Em novo anúncio, o ministro da Defesa israelense, Israel Katz, alertou nesta quarta-feira (02/04) que as operações militares estão se expandindo na Faixa de Gaza, prometendo tomar grandes áreas no enclave e incorporá-las às chamadas zonas de “segurança”. A declaração veio depois que as tropas do regime sionista mataram 21 palestinos em novos ataques e forçaram a população a evacuar a cidade de Rafah, na região sul.

De acordo com um comunicado emitido pela pasta, a ofensiva “se expande para esmagar e limpar a área de terroristas e sua infraestrutura, e ocupar amplas áreas que serão incorporadas às zonas de segurança do Estado de Israel”. Entretanto, Katz não deu detalhes sobre quais áreas Tel Aviv pretende ocupar.

Os militares israelenses já estabeleceram uma zona tampão significativa dentro de Gaza, expandindo uma área que existia no perímetro do enclave antes do 7 de outubro de 2023. Ao longo de suas operações, adicionaram novas terras no chamado Corredor Netzarim, que liga o norte e o sul do território palestino.

De acordo com a emissora catari Al Jazeera, o alerta feito pelo governo de Israel “faz parte de uma campanha de pressão máxima destinada a forçar o Hamas a renegociar o acordo de cessar-fogo”. O primeiro-ministro israelense Benjamin Netanyahu, que violou o tratado em 18 de março e retomou as ofensivas em Gaza, insiste que o Hamas liberte os 59 prisioneiros israelenses restantes em troca de palestinos mantidos pelo regime sionista, mas sem se comprometer com a retirada de suas tropas do enclave.

No entanto, o movimento de resistência exige que Tel Aviv respeite o acordo previamente firmado e se oferece para libertar todos os cativos de uma vez em troca de um cessar-fogo permanente.

Em 21 de março, o ministro Katz também havia anunciado ter ordenado seu Exército para anexar partes do enclave caso os prisioneiros israelenses não fossem soltos, na esteira do projeto do presidente dos Estados Unidos, Donald Trump, de expulsar a população palestina para transformar o território em uma espécie de resort no Mediterrâneo.

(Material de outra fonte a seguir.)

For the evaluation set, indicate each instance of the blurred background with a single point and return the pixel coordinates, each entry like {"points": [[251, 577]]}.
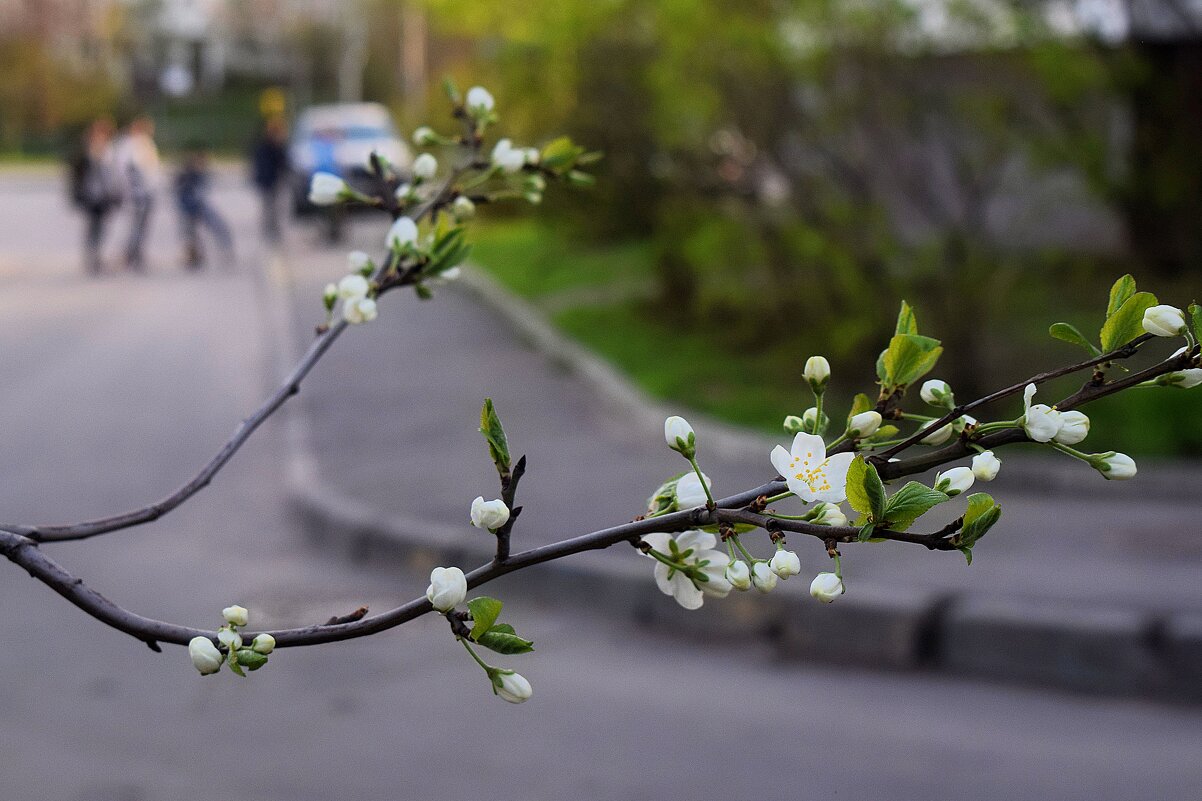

“Eu ordenei que [o Exército] tome mais territórios em Gaza. Quanto mais o Hamas se recusar a libertar os reféns, mais territórios ele perderá”, afirmou, na ocasião, advertindo “expandir as zonas de proteção ao redor de Gaza para proteger a população civil israelense e os soldados, por meio de uma ocupação permanente da área”.

Desde que Israel retomou seus ataques em Gaza, em menos de duas semanas, mais de mil palestinos foram assassinados, sendo a maioria mulheres e crianças.